The genomes of most Plasmodium species have been sequenced (21), due to their epidemiological significance, followed by 15 sequenced Cryptosporidium species genomes. Apicomplexans are obligate parasites causing serious illnesses in humans and domestic animals[26]. Species in the genus Plasmodium cause malaria, from which over 200 million people suffer each year. The official deaths according to WHO were about 400,000 both in 2018 and 2019[27]. Other members of the phylum Apicomplexa are responsible for animal sicknesses, such as coccidiosis and babesiosis, resulting in significant economic burden for animal husbandry. Cryptosporidium causes cryptosporidiosis in humans and animals, Theileria causes tropical theileriosis and East Coast fever in cattle, and Toxoplasma causes toxoplasmosis in immunocompromised patients and congenitally infected fetuses. The disease-causing parasites belong to the orders Haemosporida, Piroplasmida and Eucoccidiorida, which explains the bias in genome sequencing.
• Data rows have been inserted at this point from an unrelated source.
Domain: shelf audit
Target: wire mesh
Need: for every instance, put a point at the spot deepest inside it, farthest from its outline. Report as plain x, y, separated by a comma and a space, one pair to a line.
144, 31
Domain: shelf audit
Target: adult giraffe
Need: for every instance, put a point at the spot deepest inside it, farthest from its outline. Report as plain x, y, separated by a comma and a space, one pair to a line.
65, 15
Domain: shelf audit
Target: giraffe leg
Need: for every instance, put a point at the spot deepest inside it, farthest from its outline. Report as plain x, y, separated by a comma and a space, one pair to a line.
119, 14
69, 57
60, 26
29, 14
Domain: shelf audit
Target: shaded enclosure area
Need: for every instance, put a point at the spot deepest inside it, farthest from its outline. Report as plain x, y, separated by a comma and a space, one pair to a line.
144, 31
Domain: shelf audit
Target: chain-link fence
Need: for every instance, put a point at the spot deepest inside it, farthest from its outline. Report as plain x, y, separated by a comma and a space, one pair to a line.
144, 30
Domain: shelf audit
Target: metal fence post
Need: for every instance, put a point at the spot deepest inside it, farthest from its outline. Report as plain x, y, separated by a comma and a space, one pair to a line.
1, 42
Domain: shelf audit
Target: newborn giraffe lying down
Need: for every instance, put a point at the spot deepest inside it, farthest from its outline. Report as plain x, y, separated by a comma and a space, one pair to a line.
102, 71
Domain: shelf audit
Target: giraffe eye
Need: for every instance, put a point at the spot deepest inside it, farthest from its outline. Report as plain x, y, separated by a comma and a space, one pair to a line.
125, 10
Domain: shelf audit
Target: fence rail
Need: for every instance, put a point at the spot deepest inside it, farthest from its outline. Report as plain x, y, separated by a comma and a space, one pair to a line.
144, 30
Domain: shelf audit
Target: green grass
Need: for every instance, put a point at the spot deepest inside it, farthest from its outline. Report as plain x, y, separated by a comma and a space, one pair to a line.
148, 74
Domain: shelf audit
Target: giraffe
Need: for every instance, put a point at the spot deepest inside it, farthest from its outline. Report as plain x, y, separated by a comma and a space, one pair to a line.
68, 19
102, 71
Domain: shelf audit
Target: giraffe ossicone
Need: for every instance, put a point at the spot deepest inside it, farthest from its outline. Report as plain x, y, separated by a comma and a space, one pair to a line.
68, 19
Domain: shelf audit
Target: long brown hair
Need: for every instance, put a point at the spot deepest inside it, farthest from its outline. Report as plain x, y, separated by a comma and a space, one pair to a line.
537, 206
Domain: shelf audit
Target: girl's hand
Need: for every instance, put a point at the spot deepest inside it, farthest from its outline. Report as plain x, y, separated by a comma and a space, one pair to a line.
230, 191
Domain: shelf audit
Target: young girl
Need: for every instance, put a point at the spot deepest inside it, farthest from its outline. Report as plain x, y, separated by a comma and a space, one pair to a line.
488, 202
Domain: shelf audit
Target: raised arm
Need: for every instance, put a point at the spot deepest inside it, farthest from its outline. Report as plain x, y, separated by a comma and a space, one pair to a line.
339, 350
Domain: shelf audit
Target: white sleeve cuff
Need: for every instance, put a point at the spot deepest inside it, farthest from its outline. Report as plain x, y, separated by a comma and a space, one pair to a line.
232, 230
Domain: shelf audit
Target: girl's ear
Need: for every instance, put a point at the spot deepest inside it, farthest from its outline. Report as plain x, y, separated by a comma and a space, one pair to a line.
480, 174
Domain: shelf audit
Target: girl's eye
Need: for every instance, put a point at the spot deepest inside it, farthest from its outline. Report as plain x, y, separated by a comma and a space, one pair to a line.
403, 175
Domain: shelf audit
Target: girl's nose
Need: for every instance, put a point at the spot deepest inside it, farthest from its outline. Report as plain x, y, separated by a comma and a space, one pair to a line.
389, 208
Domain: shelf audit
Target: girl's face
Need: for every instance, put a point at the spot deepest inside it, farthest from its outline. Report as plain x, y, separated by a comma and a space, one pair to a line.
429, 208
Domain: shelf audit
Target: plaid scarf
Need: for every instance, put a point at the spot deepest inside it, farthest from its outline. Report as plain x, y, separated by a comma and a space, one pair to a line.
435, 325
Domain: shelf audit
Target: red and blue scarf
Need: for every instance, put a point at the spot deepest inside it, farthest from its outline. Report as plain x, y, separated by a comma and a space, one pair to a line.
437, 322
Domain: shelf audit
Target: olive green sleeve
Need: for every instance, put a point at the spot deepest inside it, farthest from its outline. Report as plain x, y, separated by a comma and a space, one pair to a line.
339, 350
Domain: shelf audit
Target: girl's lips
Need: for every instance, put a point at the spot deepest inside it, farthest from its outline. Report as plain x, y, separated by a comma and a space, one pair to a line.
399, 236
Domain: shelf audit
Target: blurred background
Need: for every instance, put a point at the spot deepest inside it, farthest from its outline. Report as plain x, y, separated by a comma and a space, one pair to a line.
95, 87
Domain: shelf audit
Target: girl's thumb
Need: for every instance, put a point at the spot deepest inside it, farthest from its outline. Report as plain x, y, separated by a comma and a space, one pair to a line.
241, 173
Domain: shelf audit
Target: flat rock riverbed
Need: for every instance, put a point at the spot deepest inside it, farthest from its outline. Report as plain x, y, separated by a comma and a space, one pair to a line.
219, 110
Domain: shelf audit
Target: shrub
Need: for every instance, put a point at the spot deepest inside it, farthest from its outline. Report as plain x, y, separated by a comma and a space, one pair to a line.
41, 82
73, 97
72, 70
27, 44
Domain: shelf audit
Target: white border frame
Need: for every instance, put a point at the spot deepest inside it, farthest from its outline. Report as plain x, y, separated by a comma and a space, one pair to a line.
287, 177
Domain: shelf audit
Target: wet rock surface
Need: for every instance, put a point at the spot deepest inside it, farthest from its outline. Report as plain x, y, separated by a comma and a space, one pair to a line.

Apicomplexans are an ancient and diverse phylum with peculiar cell biological properties. Many of the distinct traits are related to the unique cytoskeletal elements of these parasites[28]. In addition to microtubules, the main cytoskeletal constituents, several apicomplexans possess another polymer form of tubulin, the conoid[29] that has an important role in host cell invasion. The conoid fibers resemble microtubules but their subunits are curled into an extremely tight coil, where tubulin is arranged into a polymer form that is different from typical microtubules[30]. In T. gondii, apicortin is only localized at the conoid as shown by immunofluorescence staining and the labeling suggested that it is distributed all along the conoid fibers[2][31]; moreover, apicortin is essential for providing the correct structure and function of conoid[2]. In P. falciparum, which has no conoid, apicortin was observed at the apical end of the parasite suggesting its role in apical complex formation. It was co-localized with both α- and β-tubulin[32][33]. In both species, downregulation of apicortin leads to impaired host cell invasion[2][33]. Moreover, apicortin knockout T. gondii grew about four times slower compared with the wild-type ones[31].